Ve 2014 yılında Göksel Gümüşdağ ve arkadaşları İstanbul Başakşehir Futbol Kulübü adıyla yeni bir kulüp kurdu ve İBB'nin yarışma haklarını, oyuncularını ve borçlarını aldı. Bunun toplam maliyeti 20 milyon liraydı.
Avcı'nın da milli macerası kısa sürmüş ve yeniden Başakşehir adında buluşma gerçekleşmişti.
İBB, 2014-15 sezonunda Süper Lig'de yeniden mücadele etmeye başlamış ama adını bırakıp geri gitmişti. Yola bundan gayrı yeni isim sponsoruyla; Medipol ile devam edilecekti: Medipol Başakşehir...
Bir nevi yaşını küçülten kulüp ilk sezonunu 4. bitirerek, bugünkü şampiyonluğun ilk işaretlerini vermeye başladı.
2015-16 sezonunda 4. olan kulüp, 2016-2017'de ligi 73 puanla şampiyon Beşiktaş'ın 4 puan gerisinde 2. sıradaydı. 2017-2018'deyse şampiyoluğu son haftaya kadar kovalayıp liderin 3 puan gerisinde 3. tamamladılar.
Avantajını koruyamadı; 2. oldu
2018-19... Aslında Başakşehir'in geçen sezon şampiyon olması bekleniyordu. Ama Türkiye, siyasi arenada büyük değişmler yaşıyordu.
İstanbul'da AK Parti'nin 25 yıllık devri son buluyordu. Mart sonundaki seçimlerde İstanbul, AK Parti'nin itirazları nedeniyle tekrarlandı.

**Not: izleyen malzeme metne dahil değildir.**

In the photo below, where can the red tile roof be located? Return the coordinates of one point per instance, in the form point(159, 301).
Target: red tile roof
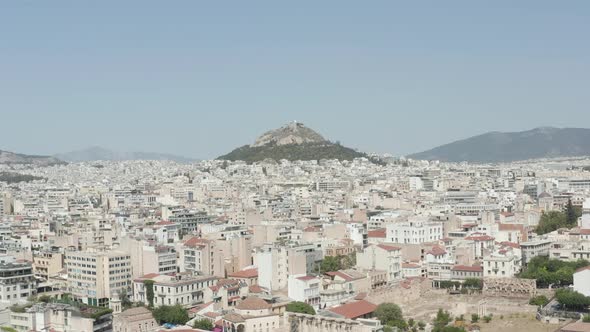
point(378, 233)
point(249, 273)
point(388, 247)
point(355, 309)
point(467, 268)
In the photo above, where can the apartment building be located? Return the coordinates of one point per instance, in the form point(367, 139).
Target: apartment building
point(96, 276)
point(385, 257)
point(201, 256)
point(183, 288)
point(305, 288)
point(47, 264)
point(17, 283)
point(414, 231)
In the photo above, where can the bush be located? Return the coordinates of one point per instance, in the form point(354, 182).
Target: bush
point(300, 307)
point(204, 324)
point(540, 300)
point(390, 314)
point(572, 300)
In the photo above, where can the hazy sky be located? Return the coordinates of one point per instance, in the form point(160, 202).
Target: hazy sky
point(199, 78)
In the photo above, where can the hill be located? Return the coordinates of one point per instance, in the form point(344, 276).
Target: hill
point(11, 158)
point(96, 153)
point(293, 141)
point(546, 142)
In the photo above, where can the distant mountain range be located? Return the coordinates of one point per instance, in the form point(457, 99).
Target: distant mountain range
point(293, 141)
point(96, 153)
point(545, 142)
point(11, 158)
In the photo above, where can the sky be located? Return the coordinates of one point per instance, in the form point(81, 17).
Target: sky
point(199, 78)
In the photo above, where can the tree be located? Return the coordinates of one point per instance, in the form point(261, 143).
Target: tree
point(204, 324)
point(300, 307)
point(175, 314)
point(540, 300)
point(330, 264)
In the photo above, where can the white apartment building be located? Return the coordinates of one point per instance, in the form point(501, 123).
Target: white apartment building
point(582, 281)
point(414, 231)
point(17, 283)
point(275, 264)
point(501, 266)
point(96, 276)
point(304, 288)
point(183, 288)
point(384, 257)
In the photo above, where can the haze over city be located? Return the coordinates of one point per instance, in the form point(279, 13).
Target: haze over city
point(383, 77)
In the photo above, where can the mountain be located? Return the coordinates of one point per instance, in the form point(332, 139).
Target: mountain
point(11, 158)
point(96, 153)
point(546, 142)
point(293, 141)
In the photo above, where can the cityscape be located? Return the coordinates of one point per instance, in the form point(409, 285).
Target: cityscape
point(323, 166)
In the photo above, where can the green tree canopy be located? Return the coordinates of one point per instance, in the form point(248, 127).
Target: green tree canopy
point(572, 300)
point(300, 307)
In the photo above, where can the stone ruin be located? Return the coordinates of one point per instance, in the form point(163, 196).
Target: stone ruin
point(509, 287)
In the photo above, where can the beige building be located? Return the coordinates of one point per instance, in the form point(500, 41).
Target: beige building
point(96, 276)
point(383, 257)
point(138, 319)
point(59, 317)
point(47, 263)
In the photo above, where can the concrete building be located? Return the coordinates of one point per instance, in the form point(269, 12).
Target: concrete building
point(138, 319)
point(62, 318)
point(415, 231)
point(96, 276)
point(385, 257)
point(304, 288)
point(17, 283)
point(183, 288)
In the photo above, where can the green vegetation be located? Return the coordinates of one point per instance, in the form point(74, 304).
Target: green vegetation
point(300, 307)
point(203, 324)
point(11, 177)
point(551, 271)
point(306, 151)
point(149, 291)
point(335, 263)
point(572, 300)
point(175, 314)
point(390, 314)
point(554, 220)
point(540, 300)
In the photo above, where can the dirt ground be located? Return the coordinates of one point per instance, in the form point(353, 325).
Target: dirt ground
point(520, 323)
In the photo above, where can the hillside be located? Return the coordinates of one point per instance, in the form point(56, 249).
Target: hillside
point(11, 158)
point(97, 153)
point(293, 141)
point(547, 142)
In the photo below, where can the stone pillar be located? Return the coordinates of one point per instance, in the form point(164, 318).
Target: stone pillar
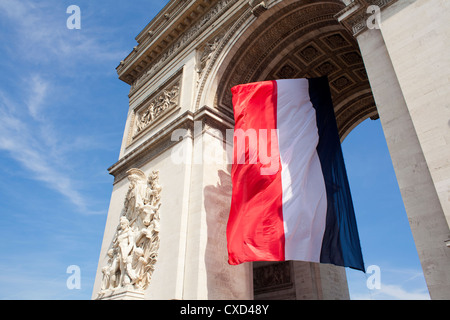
point(425, 213)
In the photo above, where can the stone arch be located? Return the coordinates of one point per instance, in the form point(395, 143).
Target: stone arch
point(293, 39)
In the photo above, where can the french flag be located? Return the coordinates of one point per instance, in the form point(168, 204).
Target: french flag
point(291, 198)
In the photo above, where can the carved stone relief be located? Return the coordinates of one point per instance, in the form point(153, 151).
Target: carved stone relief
point(134, 249)
point(154, 109)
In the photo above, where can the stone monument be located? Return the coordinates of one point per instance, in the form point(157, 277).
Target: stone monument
point(168, 241)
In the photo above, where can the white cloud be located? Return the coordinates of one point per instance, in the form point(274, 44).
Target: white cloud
point(42, 35)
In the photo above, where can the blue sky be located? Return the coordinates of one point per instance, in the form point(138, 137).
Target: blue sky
point(62, 115)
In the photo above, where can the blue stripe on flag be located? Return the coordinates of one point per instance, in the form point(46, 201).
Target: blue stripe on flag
point(341, 244)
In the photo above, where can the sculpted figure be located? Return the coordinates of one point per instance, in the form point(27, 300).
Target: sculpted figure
point(134, 250)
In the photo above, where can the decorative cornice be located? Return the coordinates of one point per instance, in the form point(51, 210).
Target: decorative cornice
point(162, 140)
point(189, 20)
point(354, 16)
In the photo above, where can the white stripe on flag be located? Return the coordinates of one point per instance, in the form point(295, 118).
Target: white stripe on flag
point(303, 186)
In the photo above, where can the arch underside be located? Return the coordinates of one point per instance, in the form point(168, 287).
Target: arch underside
point(296, 40)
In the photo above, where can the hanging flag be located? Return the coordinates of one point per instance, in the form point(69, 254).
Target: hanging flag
point(291, 198)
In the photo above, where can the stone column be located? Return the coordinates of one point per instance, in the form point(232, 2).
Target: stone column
point(425, 213)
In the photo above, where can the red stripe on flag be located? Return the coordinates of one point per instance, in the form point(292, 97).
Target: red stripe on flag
point(255, 226)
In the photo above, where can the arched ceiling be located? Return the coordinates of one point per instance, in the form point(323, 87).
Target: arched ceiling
point(303, 39)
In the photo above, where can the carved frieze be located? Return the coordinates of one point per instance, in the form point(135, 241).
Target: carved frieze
point(183, 40)
point(356, 14)
point(134, 249)
point(156, 108)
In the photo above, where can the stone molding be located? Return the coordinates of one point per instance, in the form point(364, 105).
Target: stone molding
point(162, 139)
point(146, 61)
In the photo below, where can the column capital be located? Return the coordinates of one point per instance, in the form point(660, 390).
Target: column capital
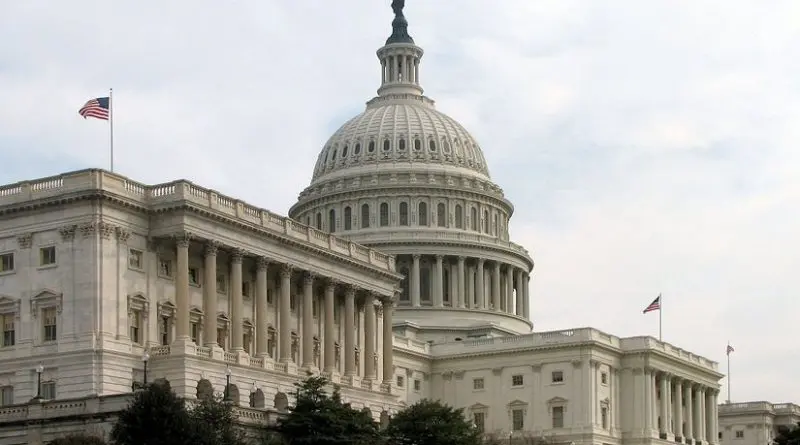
point(211, 248)
point(237, 255)
point(182, 239)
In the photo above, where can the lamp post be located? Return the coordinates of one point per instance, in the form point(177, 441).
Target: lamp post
point(145, 359)
point(227, 384)
point(39, 371)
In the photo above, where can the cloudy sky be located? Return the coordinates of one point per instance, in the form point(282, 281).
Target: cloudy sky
point(648, 146)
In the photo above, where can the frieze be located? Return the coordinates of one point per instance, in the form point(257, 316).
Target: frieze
point(25, 240)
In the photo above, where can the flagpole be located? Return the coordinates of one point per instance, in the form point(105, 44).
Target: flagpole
point(111, 125)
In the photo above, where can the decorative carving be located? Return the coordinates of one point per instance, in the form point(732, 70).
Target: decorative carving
point(211, 248)
point(68, 232)
point(122, 235)
point(25, 240)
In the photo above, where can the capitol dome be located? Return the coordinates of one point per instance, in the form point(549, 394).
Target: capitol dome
point(411, 181)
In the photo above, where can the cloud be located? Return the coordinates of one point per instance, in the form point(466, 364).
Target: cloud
point(648, 146)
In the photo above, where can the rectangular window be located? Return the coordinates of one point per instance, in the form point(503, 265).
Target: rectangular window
point(136, 327)
point(165, 268)
point(518, 419)
point(479, 420)
point(194, 276)
point(6, 395)
point(50, 324)
point(47, 256)
point(558, 417)
point(9, 334)
point(7, 262)
point(48, 390)
point(135, 259)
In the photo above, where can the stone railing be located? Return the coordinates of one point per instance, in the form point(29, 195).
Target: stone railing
point(182, 192)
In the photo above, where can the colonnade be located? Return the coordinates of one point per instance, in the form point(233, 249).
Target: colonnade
point(464, 282)
point(286, 273)
point(679, 408)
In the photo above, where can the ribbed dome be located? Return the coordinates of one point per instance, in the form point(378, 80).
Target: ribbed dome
point(400, 133)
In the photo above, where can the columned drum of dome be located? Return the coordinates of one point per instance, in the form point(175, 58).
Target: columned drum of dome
point(409, 180)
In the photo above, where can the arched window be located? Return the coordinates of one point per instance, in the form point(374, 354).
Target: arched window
point(422, 211)
point(473, 217)
point(384, 214)
point(348, 218)
point(403, 213)
point(364, 216)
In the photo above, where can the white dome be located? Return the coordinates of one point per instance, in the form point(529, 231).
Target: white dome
point(405, 133)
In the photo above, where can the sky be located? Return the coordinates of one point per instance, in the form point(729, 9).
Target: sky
point(648, 147)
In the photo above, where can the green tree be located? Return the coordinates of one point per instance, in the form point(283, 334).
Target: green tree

Bu sürecin başında Başakşehir, 8 puan önde olmasına rağmen, büyük avantajını koruyamadı ve ligi 2. sıra bitirdi.
Kimi çevreler, Başakşehir'in puan kayıplarıyla siyasal konjonktür arasında bağlantı kuruyordu. Ama gerçek olan şuydu ki Başakşehir, şampiyonluğu Galatasaray'a adeta hediye etmişti.
Seyircisiz sezonun seyircisiz şampiyonu
Kaybedilen şampiyonluk sonrası kulüple daha yeni 5 yıllık sözleşme imzalasa da Abdullah Avcı, "Artık yeni söz söylemek lazım" kabilinden Beşiktaş'ın yolunu tuttu. Yerine eski yardımcılarından Okan Buruk geldi. Futbolcu olarak tarihi başarılar yaşamış olan Buruk, bu kimliğini Başakşehir'de de gösterdi ve ilk sezonunda Başakşehir'i şampiyonluğa ulaştırdı. Bu şampiyonluk Buruk'un da Başakşehir'in de ilk şampiyonluğuydu...

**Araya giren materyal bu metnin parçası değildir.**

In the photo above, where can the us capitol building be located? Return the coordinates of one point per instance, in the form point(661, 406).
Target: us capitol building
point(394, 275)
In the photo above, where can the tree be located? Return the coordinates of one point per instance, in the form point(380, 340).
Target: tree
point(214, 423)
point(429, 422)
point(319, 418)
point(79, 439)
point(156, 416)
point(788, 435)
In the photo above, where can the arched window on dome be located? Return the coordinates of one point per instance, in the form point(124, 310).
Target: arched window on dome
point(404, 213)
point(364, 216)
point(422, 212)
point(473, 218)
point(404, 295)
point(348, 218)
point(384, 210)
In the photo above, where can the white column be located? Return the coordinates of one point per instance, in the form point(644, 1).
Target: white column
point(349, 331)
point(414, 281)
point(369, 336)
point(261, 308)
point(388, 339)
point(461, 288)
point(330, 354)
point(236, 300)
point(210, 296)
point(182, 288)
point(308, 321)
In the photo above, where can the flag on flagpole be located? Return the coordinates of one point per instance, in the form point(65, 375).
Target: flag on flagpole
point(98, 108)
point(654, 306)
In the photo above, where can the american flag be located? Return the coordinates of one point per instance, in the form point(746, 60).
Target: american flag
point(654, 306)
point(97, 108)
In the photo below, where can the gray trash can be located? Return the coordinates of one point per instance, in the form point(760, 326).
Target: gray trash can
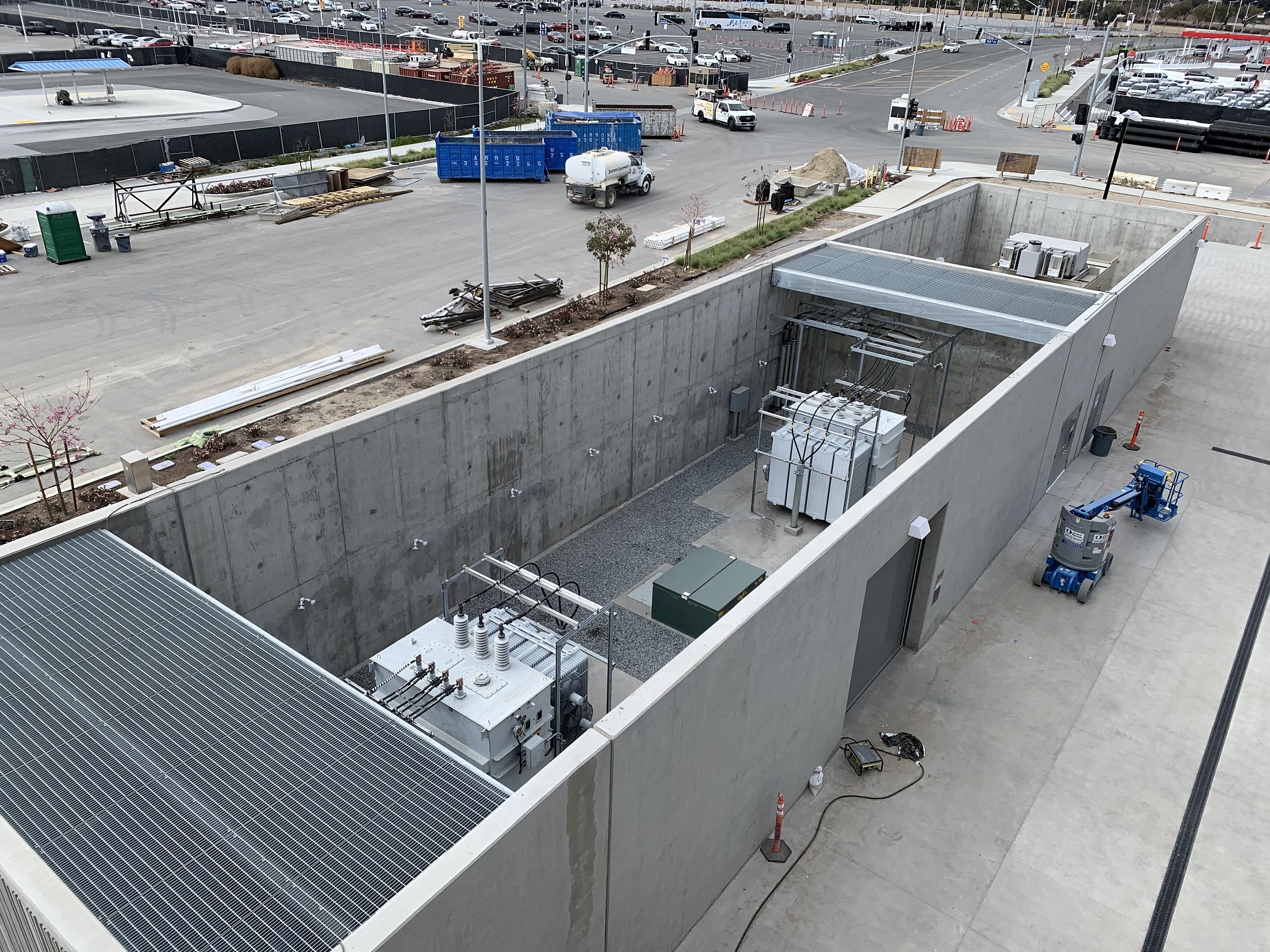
point(1102, 439)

Bu şampiyonluğun bir çok ironik noktası var:
Başakşehir'in istikrarlı bir kulüp olmasında büyük emeği olan Abdullah Avcı, Beşiktaş'ta sezonu tamamlayamazken, onun yerine gelen Okan Buruk, bir iki dokunuşla Avcı'nın mirasıyla şampiyon oldu.
Yıllarca İstanbul Belediyesi'nce desteklenen Başakşehir, ilk şampiyonluğunu İstanbul Belediyesi'nin el değiştirmesinden sonra elde etti.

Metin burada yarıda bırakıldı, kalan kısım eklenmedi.